Одни лишь доллары и пригодились, а сколько их там было, никто не знает. Золота в квартире никакого не обнаружили, кроме колечка и серёжек, представляющих личную собственность и в самом деле тощей и рыжей девицы. Вот я и опять засомневался в том, что это Доминик похитил золото, обнаруженное Райчиком в тайнике дома покойной Наймовой.

— Странно, что Доминик не прихватил ягдташ, когда смывался от своей рыжей красотки.

— Он просто не успел, ведь сумка была хорошо запрятана в самой глубине огромного шкафа, битком набитого вещами девицы. А ему пришлось спешно покидать помещение, отпирать шкаф и извлекать сумку не было времени. Да и с сумкой он вряд ли убежал бы от погони.

— А кроме сумки, ничего из его вещей не осталось?

— Осталось, как же: трусы да майка и ещё пара драных носков. Влюблённая девица закупила ему все новенькое, а спал Доминик в шёлковой пижаме её альфонса. Кстати, этого альфонса она куда больше, чем нас, боится. Нам она сразу же все как на духу рассказала, решительно заявив, что никакого преступления не совершала, что полиции нет никакого дела до того, кого она у себя дома держит. Кого хочет, того и любит, иметь любовника не запрещается законом. И она, в общем-то, права. Ни о каком преступлении, совершённом Домиником, она ничего не знала, он с ней не делился. Поделились мы, и только тут девица жутко испугалась. И как вы думаете, что именно её испугало?
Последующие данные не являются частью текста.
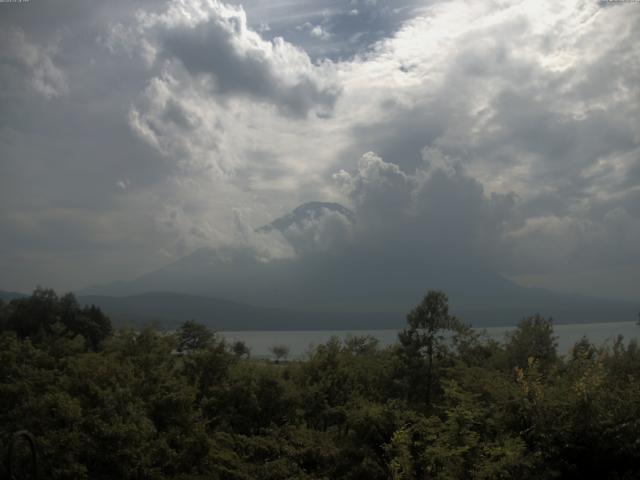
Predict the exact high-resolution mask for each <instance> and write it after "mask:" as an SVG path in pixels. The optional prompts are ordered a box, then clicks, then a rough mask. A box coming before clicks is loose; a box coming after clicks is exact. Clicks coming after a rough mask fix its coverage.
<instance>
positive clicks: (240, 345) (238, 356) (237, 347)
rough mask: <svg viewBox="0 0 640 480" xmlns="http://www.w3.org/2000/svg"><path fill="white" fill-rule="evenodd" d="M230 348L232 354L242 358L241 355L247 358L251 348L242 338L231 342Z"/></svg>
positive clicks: (235, 355) (236, 356) (249, 353)
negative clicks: (244, 342)
mask: <svg viewBox="0 0 640 480" xmlns="http://www.w3.org/2000/svg"><path fill="white" fill-rule="evenodd" d="M231 350H232V351H233V353H234V355H235V356H236V357H238V358H242V357H246V358H249V355H250V354H251V349H250V348H249V347H248V346H247V344H246V343H244V342H243V341H242V340H237V341H235V342H233V344H232V345H231Z"/></svg>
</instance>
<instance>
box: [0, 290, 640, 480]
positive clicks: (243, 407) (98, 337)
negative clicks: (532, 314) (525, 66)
mask: <svg viewBox="0 0 640 480" xmlns="http://www.w3.org/2000/svg"><path fill="white" fill-rule="evenodd" d="M105 319H106V317H104V316H103V315H102V313H101V312H98V311H97V309H94V310H91V307H89V308H86V307H80V306H79V305H78V304H77V302H76V301H75V299H74V298H73V296H71V295H65V296H62V297H58V296H57V295H56V294H55V292H53V291H50V290H44V289H38V290H37V291H36V292H34V295H33V296H32V297H30V298H27V299H22V300H19V301H12V302H10V303H9V304H0V453H2V454H4V452H6V448H7V441H8V438H9V435H10V433H11V432H14V431H16V430H19V429H23V428H26V429H28V430H30V431H31V432H32V433H33V434H34V435H35V436H36V438H37V440H38V443H39V446H40V450H41V453H42V472H43V474H44V476H43V478H47V479H110V478H123V479H158V480H161V479H169V478H171V479H182V480H195V479H220V480H254V479H256V480H267V479H268V480H280V479H282V480H284V479H300V480H311V479H314V480H317V479H327V480H328V479H338V480H355V479H367V480H378V479H380V480H386V479H394V480H401V479H402V480H409V479H416V480H417V479H459V478H469V479H511V478H519V479H522V480H529V479H532V480H533V479H547V478H550V479H552V478H599V479H600V478H601V479H612V480H613V479H632V478H639V477H640V467H639V466H640V443H639V442H640V440H638V439H639V438H640V373H639V372H640V347H639V346H638V344H637V342H635V341H631V342H628V343H625V342H624V341H623V340H622V339H618V340H617V341H616V342H614V344H613V346H612V347H610V348H604V347H597V346H595V345H592V344H590V343H589V342H588V341H587V340H586V339H583V340H581V341H580V342H578V343H576V345H575V346H574V348H573V349H572V350H571V351H570V353H569V354H568V355H567V356H566V357H560V356H558V354H557V352H556V347H555V339H554V337H553V328H552V323H551V321H550V320H546V319H542V318H541V317H539V316H535V317H531V318H528V319H525V320H523V321H522V322H521V323H520V325H519V326H518V328H517V329H516V330H515V331H514V332H513V333H511V334H510V335H508V336H507V338H506V341H505V342H504V343H500V342H497V341H493V340H490V339H488V338H487V337H486V336H484V335H483V334H481V333H476V332H474V331H472V330H471V329H469V328H468V327H465V326H463V325H462V324H460V323H459V322H458V321H457V320H456V319H455V318H453V317H452V316H450V315H449V313H448V305H447V299H446V296H444V294H441V293H439V292H430V293H429V294H427V296H426V297H425V299H424V300H423V302H422V303H421V304H420V305H418V306H417V307H416V308H415V309H414V310H413V311H412V312H411V313H410V314H409V316H408V323H409V324H408V329H407V330H406V331H405V332H403V333H402V334H401V335H400V340H401V341H400V343H399V344H397V345H394V346H391V347H388V348H384V349H383V348H380V347H379V345H378V343H377V341H376V340H375V339H373V338H371V337H367V336H364V337H347V338H345V339H343V340H340V339H338V338H332V339H330V340H329V341H328V342H327V343H326V344H324V345H320V346H318V347H317V348H315V349H313V350H312V351H311V352H310V353H309V355H308V357H307V358H306V359H305V360H291V361H288V362H283V363H280V364H276V363H274V362H270V361H264V360H257V359H250V358H249V357H248V354H247V353H246V349H245V347H246V346H243V345H231V346H230V345H227V344H226V343H225V342H224V341H221V340H220V339H219V338H218V337H217V336H216V335H215V334H214V333H212V332H210V331H209V330H208V329H207V328H206V327H204V326H202V325H199V324H196V323H195V322H186V323H185V324H183V326H182V327H181V328H180V330H179V331H178V332H177V333H176V334H167V333H163V332H159V331H157V330H156V329H155V328H153V327H147V328H144V329H142V330H139V331H133V330H127V329H121V330H117V331H115V332H111V330H110V326H109V325H108V322H107V321H105ZM274 353H275V352H274ZM278 358H284V355H280V356H278ZM3 473H4V472H2V467H0V476H4V475H3Z"/></svg>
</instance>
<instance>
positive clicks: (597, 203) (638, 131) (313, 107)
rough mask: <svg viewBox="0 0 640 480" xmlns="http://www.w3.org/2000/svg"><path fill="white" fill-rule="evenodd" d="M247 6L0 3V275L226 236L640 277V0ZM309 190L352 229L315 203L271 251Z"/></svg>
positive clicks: (229, 5) (178, 244) (118, 263)
mask: <svg viewBox="0 0 640 480" xmlns="http://www.w3.org/2000/svg"><path fill="white" fill-rule="evenodd" d="M243 3H245V8H244V9H243V8H240V7H235V6H231V5H228V4H223V3H221V2H216V1H196V0H193V1H191V0H182V1H172V2H167V3H156V2H150V1H147V0H139V1H136V2H124V1H117V2H115V3H110V4H108V5H107V4H104V5H102V4H101V6H100V7H97V6H96V5H93V4H91V6H87V5H89V4H86V3H82V2H76V1H75V0H74V1H72V2H69V3H68V4H65V5H64V8H62V7H56V8H57V9H54V8H53V6H45V5H42V6H40V7H38V9H30V10H25V9H12V10H11V11H9V10H7V11H8V12H9V13H8V14H7V16H6V17H3V18H2V19H0V23H1V25H2V30H0V31H1V32H2V33H1V34H0V35H1V36H2V40H3V49H2V53H1V54H0V76H1V80H2V84H3V90H2V91H1V92H0V108H1V109H2V111H3V116H2V118H1V119H0V148H1V149H2V162H0V199H1V200H2V202H1V204H2V206H1V207H0V218H1V219H2V220H3V233H4V232H5V231H6V232H8V233H7V234H6V235H4V239H3V240H2V242H3V244H2V246H3V253H2V254H0V262H3V263H2V265H6V266H7V268H5V269H4V270H3V272H4V273H3V279H1V280H2V282H0V283H1V284H0V288H2V287H3V286H6V288H23V287H22V286H21V285H30V284H34V283H36V282H37V281H38V274H37V272H38V271H39V269H40V268H41V266H42V271H43V272H45V270H46V274H45V273H43V278H46V279H47V280H50V281H51V284H52V285H56V284H59V285H64V286H65V288H67V287H69V286H73V287H79V286H83V283H84V284H86V283H93V282H97V281H106V280H112V279H118V278H120V279H122V278H129V277H131V276H135V275H138V274H140V273H142V272H144V271H145V270H151V269H153V268H157V267H159V266H161V265H162V264H163V263H165V262H167V261H169V260H173V259H176V258H179V257H180V256H181V255H185V254H187V253H189V252H191V251H193V250H194V249H198V248H203V247H221V246H223V245H234V244H237V245H243V246H245V247H246V248H245V247H243V248H245V251H250V252H254V254H255V255H256V256H258V257H259V258H261V259H263V260H265V261H266V260H268V259H272V260H273V259H277V258H284V257H287V256H288V255H291V254H292V253H291V252H293V253H294V254H295V255H298V256H300V257H306V256H309V257H311V256H317V255H323V254H325V253H327V254H328V253H331V254H333V255H337V257H340V255H342V252H344V251H345V249H348V248H353V249H355V251H352V252H351V253H352V255H355V256H357V255H360V254H361V253H362V252H361V250H362V249H369V250H373V251H376V252H377V255H378V257H379V258H381V259H383V260H384V261H387V262H388V263H386V265H391V263H390V259H391V258H392V257H393V256H394V255H397V253H398V252H401V253H402V252H407V254H406V255H404V256H403V258H406V259H407V260H408V259H409V258H410V257H411V255H414V256H415V255H417V254H418V253H420V252H422V253H420V254H421V255H423V256H424V259H425V262H426V261H427V259H433V258H438V257H440V256H442V257H443V258H452V257H455V256H456V255H457V253H456V252H459V254H460V256H461V257H464V258H466V259H467V260H468V261H474V262H476V263H484V264H486V265H488V266H490V267H491V268H492V269H495V270H498V271H500V272H503V273H508V274H510V275H514V276H519V277H522V278H524V276H527V275H529V277H530V278H533V276H536V278H539V279H542V278H543V277H544V278H547V279H548V278H549V275H551V273H550V272H559V271H560V270H562V271H563V272H564V273H566V274H567V278H574V279H575V278H577V277H578V276H579V272H580V271H586V270H589V271H592V272H593V271H599V272H604V271H609V273H610V274H608V275H605V274H604V273H603V278H605V277H606V278H609V279H615V275H613V273H612V272H614V271H617V270H616V269H619V268H622V267H620V265H622V263H625V262H626V264H627V266H626V267H624V268H629V269H634V268H635V269H636V271H637V270H640V260H639V259H638V254H639V250H638V246H637V245H636V242H634V241H633V240H634V238H637V222H638V219H639V218H640V190H639V189H638V185H639V184H640V135H639V134H638V132H639V131H640V129H639V128H638V126H639V125H640V109H639V108H638V102H637V101H636V99H637V98H639V97H640V82H638V79H639V78H640V71H639V70H638V65H640V46H639V45H638V42H637V41H636V36H637V35H636V34H635V32H637V31H638V29H639V28H640V9H638V8H636V6H634V5H633V4H620V5H615V6H606V7H602V6H601V5H599V4H598V3H597V2H595V1H594V2H585V1H581V0H575V1H570V2H564V3H562V4H559V3H558V2H552V1H546V0H545V1H541V2H536V3H535V4H534V3H531V2H527V1H516V2H488V3H486V2H485V3H478V2H471V1H469V2H466V1H463V2H417V1H415V2H414V1H403V2H387V1H378V2H368V1H366V0H364V1H357V2H356V1H354V2H347V3H345V4H344V5H338V4H336V3H335V2H330V1H329V0H326V1H325V0H317V1H311V0H295V1H286V2H284V1H277V0H276V1H274V2H269V4H268V5H267V4H265V3H264V2H257V1H248V2H243ZM94 7H95V8H94ZM60 8H62V9H61V10H60ZM306 23H308V25H309V26H310V27H311V28H309V29H300V30H296V26H299V25H304V24H306ZM267 24H268V25H269V29H266V28H260V25H263V26H264V25H267ZM314 27H319V28H321V29H322V32H324V33H326V34H328V35H329V37H326V36H325V37H324V38H321V37H322V35H319V36H318V37H317V38H316V37H314V36H312V35H310V31H311V30H312V29H313V28H314ZM278 37H282V38H283V39H278ZM326 58H330V59H331V60H330V61H327V60H325V59H326ZM425 147H426V148H425ZM366 152H375V153H366ZM363 155H364V156H363ZM123 186H124V188H123ZM310 200H330V201H337V202H342V203H345V204H347V205H349V206H351V207H353V209H354V210H355V211H356V213H357V215H358V222H357V223H356V225H355V226H349V224H347V223H345V222H344V219H342V218H340V216H339V215H328V216H327V217H326V218H324V216H323V218H322V219H317V220H313V221H309V222H308V225H301V226H296V227H295V228H293V229H291V232H289V233H288V235H289V237H288V243H289V245H288V244H287V238H278V239H276V240H277V241H275V243H274V245H273V246H270V247H268V248H266V249H265V251H263V252H260V251H259V245H260V242H265V243H269V244H271V243H270V242H271V240H268V241H267V240H265V239H260V237H255V238H254V237H253V234H252V233H250V231H251V230H252V227H255V226H259V225H263V224H265V223H268V222H270V221H271V220H273V218H276V217H278V216H281V215H282V214H284V213H286V212H288V211H290V210H291V209H292V208H294V207H295V206H297V205H299V204H301V203H304V202H306V201H310ZM52 207H53V208H52ZM234 209H236V210H238V211H240V212H242V218H243V220H242V221H238V220H237V219H236V217H235V216H234V213H233V212H234ZM61 212H65V213H64V214H63V213H61ZM71 212H73V213H71ZM18 219H19V220H18ZM37 225H50V226H52V229H53V227H55V228H56V229H63V230H65V231H68V232H74V235H75V236H76V239H75V240H74V241H73V242H71V241H68V242H67V241H66V240H65V239H64V238H59V237H58V236H57V234H56V233H54V231H53V230H47V229H42V228H38V227H37ZM105 225H111V227H110V228H113V229H114V230H118V231H120V232H122V235H119V236H116V237H112V236H108V235H104V226H105ZM242 225H244V226H242ZM249 225H250V226H251V227H249ZM243 231H245V233H246V232H247V231H249V233H247V234H246V235H248V237H247V238H248V239H247V238H245V237H246V235H245V237H243V235H244V234H241V233H239V232H243ZM96 238H101V239H104V241H102V240H101V241H96ZM65 245H66V247H65ZM247 245H248V246H247ZM251 245H253V246H251ZM349 245H350V246H351V247H348V246H349ZM65 248H66V250H65ZM358 249H360V250H358ZM279 251H280V253H278V252H279ZM283 252H287V253H286V254H285V253H283ZM322 252H324V253H322ZM336 252H338V253H336ZM409 253H411V255H409ZM363 255H364V254H363ZM18 258H20V259H21V260H20V262H18V261H17V260H16V259H18ZM358 258H361V257H358ZM362 258H364V257H362ZM381 261H382V260H381ZM109 262H115V263H114V265H117V267H115V266H114V267H108V268H107V267H105V266H106V265H108V264H109ZM21 263H23V264H24V265H23V266H21ZM27 264H29V265H28V266H27ZM88 266H91V268H89V267H88ZM56 269H57V272H58V273H56ZM71 272H73V273H71ZM545 275H546V277H545ZM634 275H635V274H632V273H630V274H628V275H626V276H625V277H624V278H627V279H629V278H636V277H635V276H634ZM11 277H15V278H18V277H19V278H21V279H22V280H20V282H19V284H18V286H11V285H10V284H9V283H10V279H11ZM72 277H73V279H72V280H67V279H70V278H72ZM103 277H106V278H103ZM593 278H595V277H593ZM541 281H543V280H541ZM544 281H547V280H544ZM572 281H573V280H572ZM56 282H58V283H56ZM621 282H623V280H621ZM624 282H627V283H629V282H628V281H626V280H624ZM591 283H592V289H593V291H597V290H598V285H597V283H596V282H595V281H593V282H591ZM610 283H611V282H610ZM576 285H577V283H576ZM625 285H626V284H625ZM583 287H584V285H583ZM581 288H582V287H581ZM585 288H586V287H584V288H583V290H582V291H586V290H584V289H585ZM633 288H636V290H635V291H637V287H629V288H627V289H626V290H625V291H626V292H629V291H631V290H632V289H633ZM587 290H588V289H587ZM626 295H630V294H629V293H626Z"/></svg>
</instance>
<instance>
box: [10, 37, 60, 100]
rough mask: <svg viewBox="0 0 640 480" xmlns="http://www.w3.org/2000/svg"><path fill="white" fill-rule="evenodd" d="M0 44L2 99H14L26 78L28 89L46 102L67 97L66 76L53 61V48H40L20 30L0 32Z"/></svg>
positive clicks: (54, 46) (54, 47)
mask: <svg viewBox="0 0 640 480" xmlns="http://www.w3.org/2000/svg"><path fill="white" fill-rule="evenodd" d="M0 44H2V46H3V48H2V52H0V75H1V76H2V78H3V80H4V81H3V84H4V85H3V92H2V95H3V96H9V95H10V94H11V93H13V94H14V95H15V94H16V91H19V90H20V89H21V83H22V82H21V79H22V78H25V77H26V78H27V79H28V80H29V85H30V87H31V88H32V89H33V90H34V91H35V92H37V93H38V94H40V95H42V96H43V97H45V98H47V99H50V98H55V97H59V96H61V95H64V94H65V93H67V91H68V85H67V79H66V75H65V73H64V72H63V71H62V70H61V69H60V68H59V66H57V65H56V64H55V63H54V61H53V56H54V55H55V52H56V48H55V46H48V47H46V48H43V47H40V46H38V45H36V44H35V43H33V42H32V41H31V39H29V37H28V36H27V35H26V34H25V32H24V31H23V30H22V29H20V28H15V27H10V28H7V29H6V30H3V31H0ZM5 82H6V83H5ZM7 88H9V91H7Z"/></svg>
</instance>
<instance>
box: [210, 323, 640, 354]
mask: <svg viewBox="0 0 640 480" xmlns="http://www.w3.org/2000/svg"><path fill="white" fill-rule="evenodd" d="M513 328H514V327H488V328H485V329H478V330H485V331H486V332H487V334H488V335H489V336H490V337H491V338H494V339H496V340H502V339H503V338H504V334H505V333H506V332H508V331H509V330H512V329H513ZM554 332H555V335H556V336H557V337H558V351H559V352H560V353H562V354H564V353H567V352H568V351H569V349H570V348H571V347H572V346H573V345H574V344H575V343H576V342H577V341H578V340H580V338H582V337H583V336H586V337H587V338H588V339H589V340H590V341H591V342H592V343H595V344H596V345H602V344H608V345H611V344H612V343H613V340H614V339H615V338H616V337H617V336H618V335H623V336H624V338H625V339H626V340H629V339H631V338H637V337H638V336H640V326H638V325H637V324H636V323H635V322H619V323H575V324H570V325H555V326H554ZM220 334H221V335H222V336H223V337H224V338H226V339H227V340H229V341H236V340H242V341H243V342H245V343H246V344H247V346H249V348H251V355H252V356H253V357H259V358H260V357H269V356H271V353H270V352H269V347H271V346H273V345H286V346H288V347H289V349H290V355H289V357H290V358H301V357H304V356H305V355H306V353H307V352H308V351H309V350H310V348H312V347H313V346H317V345H320V344H323V343H325V342H326V341H327V340H329V339H330V338H331V337H333V336H337V337H340V338H345V337H347V336H348V335H354V336H355V335H357V336H360V335H372V336H373V337H375V338H377V339H378V340H379V341H380V346H382V347H385V346H387V345H391V344H393V343H395V342H396V341H397V339H398V330H322V331H313V330H310V331H282V332H274V331H264V332H257V331H254V332H220Z"/></svg>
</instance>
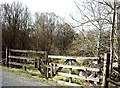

Погасив газ под сковородой с отбивными, я спохватилась, зажгла снова, отбивные переложила на блюдо, а в жире на сковороде принялась поджаривать очищенные и нарезанные четвертинками яблоки.

Болек прервал рассказ, с умилением наблюдая за моими действиями.

— Так кого же она испугалась? — спросила я, поставив на стол угощение.

— Своего альфонса. Боже, какой аромат… На коленях умоляла нас не говорить ему правды о Доминике, иначе ей не жить.